If you find something that works, keep doing it.

Prompts

Some prompts to help you come up with post ideas:

  • Think of a topic that you learned about recently that was lacking on material targeted at you specifically. Write the post that would have saved you hours of Googling and head-scratching
  • Think of something that you learned how to do recently that required you to piece together several different sources. Write the single post that would have told you how to do it in one click
  • Whenever you’re learning about something new, think about whether there’s are any angles from which you could write about it
  • For whatever your field or interest is, write about how someone who has learned that basics but doesn’t know what to do next can keep improving
  • Read an End-User License Agreement (EULA). Write indignantly about the most egregious privacy invasions
  • Think of an offbeat idea for how to use an existing technique or process in a novel way, or how to apply it to a novel situation. If it’s not completely ridiculous, write about it with a straight face.
  • If it is completely ridiculous, write about it anyway but make it clearer that you’re mostly joking
  • Write about something that you did recently that caused you to have any thoughts that felt even slightly original
  • Write a short story related to your field or interest
  • Write a short story unrelated to your field or interest
  • Take an existing blog post that you enjoyed. Write about the same topic from a different angle, or a different topic from the same angle

Conclusion

Every post that I’ve written has made it easier to write the next one. This is in part simply because the more you write, the better you get.
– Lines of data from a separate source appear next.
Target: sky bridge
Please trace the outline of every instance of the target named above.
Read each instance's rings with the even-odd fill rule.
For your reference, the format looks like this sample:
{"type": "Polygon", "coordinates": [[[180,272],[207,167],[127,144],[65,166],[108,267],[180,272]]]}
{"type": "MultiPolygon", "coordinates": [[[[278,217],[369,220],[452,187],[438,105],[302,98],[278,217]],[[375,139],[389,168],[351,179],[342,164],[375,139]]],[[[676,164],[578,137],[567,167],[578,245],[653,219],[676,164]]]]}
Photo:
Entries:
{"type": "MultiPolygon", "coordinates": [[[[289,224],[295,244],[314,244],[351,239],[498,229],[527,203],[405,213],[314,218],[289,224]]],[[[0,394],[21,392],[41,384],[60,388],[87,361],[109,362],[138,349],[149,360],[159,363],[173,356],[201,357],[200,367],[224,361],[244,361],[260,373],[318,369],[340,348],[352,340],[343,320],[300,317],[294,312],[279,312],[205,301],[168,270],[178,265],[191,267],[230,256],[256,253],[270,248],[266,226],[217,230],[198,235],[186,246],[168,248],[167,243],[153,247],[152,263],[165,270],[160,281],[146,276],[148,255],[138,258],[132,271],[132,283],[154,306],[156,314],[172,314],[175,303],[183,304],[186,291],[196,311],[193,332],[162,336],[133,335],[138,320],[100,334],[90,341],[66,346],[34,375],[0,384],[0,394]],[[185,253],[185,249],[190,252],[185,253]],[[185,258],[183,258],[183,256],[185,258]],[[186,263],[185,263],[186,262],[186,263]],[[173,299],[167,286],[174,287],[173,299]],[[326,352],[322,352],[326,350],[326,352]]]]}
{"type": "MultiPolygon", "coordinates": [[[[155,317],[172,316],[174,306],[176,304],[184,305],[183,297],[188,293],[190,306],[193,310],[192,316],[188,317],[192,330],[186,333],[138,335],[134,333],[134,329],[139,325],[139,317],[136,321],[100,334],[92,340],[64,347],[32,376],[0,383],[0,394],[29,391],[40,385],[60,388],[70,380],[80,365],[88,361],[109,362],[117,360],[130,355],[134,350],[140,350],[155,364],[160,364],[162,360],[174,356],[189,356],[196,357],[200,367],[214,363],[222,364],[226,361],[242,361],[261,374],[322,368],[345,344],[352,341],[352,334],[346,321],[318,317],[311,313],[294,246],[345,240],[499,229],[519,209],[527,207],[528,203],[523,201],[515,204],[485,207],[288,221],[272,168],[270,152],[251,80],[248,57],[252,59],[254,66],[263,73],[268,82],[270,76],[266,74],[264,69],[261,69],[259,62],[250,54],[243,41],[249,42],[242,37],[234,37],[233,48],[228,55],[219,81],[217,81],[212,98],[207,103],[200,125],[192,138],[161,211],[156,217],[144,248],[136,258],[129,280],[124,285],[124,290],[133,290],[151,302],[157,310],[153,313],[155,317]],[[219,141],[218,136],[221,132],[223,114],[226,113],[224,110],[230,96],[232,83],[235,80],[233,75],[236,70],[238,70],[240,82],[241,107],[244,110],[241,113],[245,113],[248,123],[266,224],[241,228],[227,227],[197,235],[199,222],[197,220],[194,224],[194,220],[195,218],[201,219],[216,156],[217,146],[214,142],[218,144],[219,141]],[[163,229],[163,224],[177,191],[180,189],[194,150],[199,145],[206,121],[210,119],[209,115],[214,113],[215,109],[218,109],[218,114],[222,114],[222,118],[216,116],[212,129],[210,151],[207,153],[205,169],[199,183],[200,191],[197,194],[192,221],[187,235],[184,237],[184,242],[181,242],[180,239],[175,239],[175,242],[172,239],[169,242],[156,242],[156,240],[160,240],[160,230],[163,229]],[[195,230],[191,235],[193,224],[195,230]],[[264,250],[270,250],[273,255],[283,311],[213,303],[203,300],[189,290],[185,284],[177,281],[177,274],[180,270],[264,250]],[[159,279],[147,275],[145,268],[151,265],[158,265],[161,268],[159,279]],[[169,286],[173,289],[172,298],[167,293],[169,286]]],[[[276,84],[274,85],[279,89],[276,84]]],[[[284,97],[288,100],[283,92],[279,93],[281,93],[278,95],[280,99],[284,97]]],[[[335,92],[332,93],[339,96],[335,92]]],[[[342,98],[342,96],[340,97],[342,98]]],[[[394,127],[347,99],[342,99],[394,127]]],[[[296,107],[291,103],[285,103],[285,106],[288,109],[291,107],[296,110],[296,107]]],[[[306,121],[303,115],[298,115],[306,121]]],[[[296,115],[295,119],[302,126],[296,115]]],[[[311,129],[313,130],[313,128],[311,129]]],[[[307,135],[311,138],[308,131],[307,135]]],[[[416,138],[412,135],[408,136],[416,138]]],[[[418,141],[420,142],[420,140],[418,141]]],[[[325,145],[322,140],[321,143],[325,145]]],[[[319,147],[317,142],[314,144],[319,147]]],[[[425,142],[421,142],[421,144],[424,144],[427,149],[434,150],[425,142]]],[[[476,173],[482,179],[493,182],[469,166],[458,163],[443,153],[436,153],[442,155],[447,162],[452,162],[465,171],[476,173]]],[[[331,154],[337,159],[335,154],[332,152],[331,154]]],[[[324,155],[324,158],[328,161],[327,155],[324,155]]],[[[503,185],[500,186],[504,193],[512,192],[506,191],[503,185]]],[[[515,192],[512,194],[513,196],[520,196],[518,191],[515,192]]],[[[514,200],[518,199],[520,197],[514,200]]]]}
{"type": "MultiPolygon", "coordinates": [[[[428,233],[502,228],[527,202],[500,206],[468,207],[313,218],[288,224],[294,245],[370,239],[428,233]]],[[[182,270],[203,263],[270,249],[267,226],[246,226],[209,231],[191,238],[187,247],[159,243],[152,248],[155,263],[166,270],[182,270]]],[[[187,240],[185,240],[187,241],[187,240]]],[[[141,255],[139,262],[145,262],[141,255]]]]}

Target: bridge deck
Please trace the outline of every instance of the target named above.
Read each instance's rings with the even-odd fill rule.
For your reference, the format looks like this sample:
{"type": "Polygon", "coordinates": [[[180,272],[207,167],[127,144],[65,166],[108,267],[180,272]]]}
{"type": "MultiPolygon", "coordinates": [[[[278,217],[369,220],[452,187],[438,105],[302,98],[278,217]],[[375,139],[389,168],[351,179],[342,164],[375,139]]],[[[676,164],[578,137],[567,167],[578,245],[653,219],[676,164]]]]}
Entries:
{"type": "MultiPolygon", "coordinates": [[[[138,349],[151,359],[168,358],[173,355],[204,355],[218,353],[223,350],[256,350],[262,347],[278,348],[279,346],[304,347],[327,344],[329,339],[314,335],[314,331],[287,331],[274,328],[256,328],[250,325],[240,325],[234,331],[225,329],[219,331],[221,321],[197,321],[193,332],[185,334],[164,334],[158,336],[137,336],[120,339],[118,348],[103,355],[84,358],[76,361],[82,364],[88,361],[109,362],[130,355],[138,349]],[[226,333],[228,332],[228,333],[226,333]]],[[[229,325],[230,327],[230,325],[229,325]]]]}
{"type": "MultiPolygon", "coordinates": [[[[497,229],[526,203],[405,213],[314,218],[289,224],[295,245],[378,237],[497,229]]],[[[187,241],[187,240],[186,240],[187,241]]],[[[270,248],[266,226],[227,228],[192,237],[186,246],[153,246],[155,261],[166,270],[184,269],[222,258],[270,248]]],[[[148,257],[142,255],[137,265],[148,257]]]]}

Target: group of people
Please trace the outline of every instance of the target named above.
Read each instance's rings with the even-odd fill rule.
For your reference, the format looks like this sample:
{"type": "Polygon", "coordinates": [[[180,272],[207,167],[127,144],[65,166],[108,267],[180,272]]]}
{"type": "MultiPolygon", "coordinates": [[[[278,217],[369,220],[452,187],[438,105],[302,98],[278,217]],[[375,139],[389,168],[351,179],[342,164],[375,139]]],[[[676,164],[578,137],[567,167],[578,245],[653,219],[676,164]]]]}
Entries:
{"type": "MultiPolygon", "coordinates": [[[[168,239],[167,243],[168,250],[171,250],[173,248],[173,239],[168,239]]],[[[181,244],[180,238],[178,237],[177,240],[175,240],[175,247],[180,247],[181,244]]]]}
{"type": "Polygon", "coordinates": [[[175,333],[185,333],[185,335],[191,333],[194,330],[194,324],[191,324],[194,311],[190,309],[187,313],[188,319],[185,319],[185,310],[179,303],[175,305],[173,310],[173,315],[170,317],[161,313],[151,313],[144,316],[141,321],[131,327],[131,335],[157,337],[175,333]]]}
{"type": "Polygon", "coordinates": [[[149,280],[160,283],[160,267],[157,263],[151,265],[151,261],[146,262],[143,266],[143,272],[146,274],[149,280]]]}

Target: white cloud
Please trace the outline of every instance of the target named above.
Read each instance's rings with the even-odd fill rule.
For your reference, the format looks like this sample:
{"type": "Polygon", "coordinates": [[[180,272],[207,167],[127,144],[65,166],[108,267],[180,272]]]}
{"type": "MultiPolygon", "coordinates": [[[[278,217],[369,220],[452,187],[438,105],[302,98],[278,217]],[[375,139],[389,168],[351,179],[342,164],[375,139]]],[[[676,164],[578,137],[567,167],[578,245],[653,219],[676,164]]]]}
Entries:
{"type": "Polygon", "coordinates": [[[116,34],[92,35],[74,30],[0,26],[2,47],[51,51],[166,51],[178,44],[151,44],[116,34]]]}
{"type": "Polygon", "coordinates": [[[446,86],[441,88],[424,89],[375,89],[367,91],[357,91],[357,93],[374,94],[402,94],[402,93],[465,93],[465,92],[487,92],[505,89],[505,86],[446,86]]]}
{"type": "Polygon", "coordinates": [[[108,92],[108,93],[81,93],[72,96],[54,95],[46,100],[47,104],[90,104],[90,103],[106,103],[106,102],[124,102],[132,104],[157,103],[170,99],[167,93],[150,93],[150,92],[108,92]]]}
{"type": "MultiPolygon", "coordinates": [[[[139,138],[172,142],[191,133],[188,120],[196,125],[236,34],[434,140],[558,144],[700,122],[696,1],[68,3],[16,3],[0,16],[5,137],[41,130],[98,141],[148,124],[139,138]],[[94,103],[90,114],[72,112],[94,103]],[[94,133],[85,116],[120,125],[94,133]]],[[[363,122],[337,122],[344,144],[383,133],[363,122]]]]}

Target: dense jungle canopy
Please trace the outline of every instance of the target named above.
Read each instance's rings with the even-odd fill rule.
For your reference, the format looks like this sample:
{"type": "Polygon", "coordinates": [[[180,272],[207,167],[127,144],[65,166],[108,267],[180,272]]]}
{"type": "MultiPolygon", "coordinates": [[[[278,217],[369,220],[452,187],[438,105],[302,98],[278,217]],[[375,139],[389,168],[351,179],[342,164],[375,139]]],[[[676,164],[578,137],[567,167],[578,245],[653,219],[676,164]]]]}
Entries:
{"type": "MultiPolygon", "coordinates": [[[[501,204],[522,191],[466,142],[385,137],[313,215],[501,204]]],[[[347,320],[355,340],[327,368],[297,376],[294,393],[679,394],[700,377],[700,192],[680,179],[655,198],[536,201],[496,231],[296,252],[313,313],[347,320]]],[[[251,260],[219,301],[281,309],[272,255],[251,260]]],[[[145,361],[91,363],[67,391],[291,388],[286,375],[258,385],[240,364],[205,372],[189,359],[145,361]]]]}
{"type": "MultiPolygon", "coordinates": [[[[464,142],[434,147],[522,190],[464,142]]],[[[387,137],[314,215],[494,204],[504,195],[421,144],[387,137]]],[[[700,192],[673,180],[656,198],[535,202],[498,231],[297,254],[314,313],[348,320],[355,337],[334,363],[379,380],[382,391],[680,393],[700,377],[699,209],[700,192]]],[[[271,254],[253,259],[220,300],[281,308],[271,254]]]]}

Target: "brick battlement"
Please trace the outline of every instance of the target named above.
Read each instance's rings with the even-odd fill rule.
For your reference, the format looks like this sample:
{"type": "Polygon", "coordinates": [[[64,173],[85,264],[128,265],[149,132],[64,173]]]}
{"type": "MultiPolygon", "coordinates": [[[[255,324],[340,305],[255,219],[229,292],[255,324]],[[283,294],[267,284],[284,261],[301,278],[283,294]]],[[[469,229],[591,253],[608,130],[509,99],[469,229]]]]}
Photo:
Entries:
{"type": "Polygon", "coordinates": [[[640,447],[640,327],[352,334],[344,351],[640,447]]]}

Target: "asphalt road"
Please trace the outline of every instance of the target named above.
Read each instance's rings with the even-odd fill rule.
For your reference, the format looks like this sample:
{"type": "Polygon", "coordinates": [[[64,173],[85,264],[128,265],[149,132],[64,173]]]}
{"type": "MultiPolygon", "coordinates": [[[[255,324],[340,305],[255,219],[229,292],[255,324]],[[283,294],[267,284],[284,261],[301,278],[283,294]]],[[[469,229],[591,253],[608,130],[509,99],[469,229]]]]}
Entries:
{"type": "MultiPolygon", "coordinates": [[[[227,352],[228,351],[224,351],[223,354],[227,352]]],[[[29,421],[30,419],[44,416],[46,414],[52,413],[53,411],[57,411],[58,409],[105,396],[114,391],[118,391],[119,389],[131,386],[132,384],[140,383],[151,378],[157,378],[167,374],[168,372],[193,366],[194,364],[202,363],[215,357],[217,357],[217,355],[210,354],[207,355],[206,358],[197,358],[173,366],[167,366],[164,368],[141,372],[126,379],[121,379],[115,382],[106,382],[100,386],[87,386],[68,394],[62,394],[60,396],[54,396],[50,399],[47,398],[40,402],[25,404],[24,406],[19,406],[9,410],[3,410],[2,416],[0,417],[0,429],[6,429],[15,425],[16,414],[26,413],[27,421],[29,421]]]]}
But it’s also because writing more today makes it easier to find the time and energy to write more in the future, and writing more at any time increases your confidence, making you more likely to feel qualified to write even more and about a wider range of subjects (nb. on the internet there are actually no qualifications and you can already write about almost anything you want). I haven’t drawn the flow chart but I’m pretty sure there’s a virtuous circle in there somewhere.

So despite everything that I’ve just said, the best post to write is the one that you are able and excited to start writing immediately. Hopefully this post helps you methodically devise your own topics and angles, but any idea that you come up with is perfect if you can and want to begin work on it right now.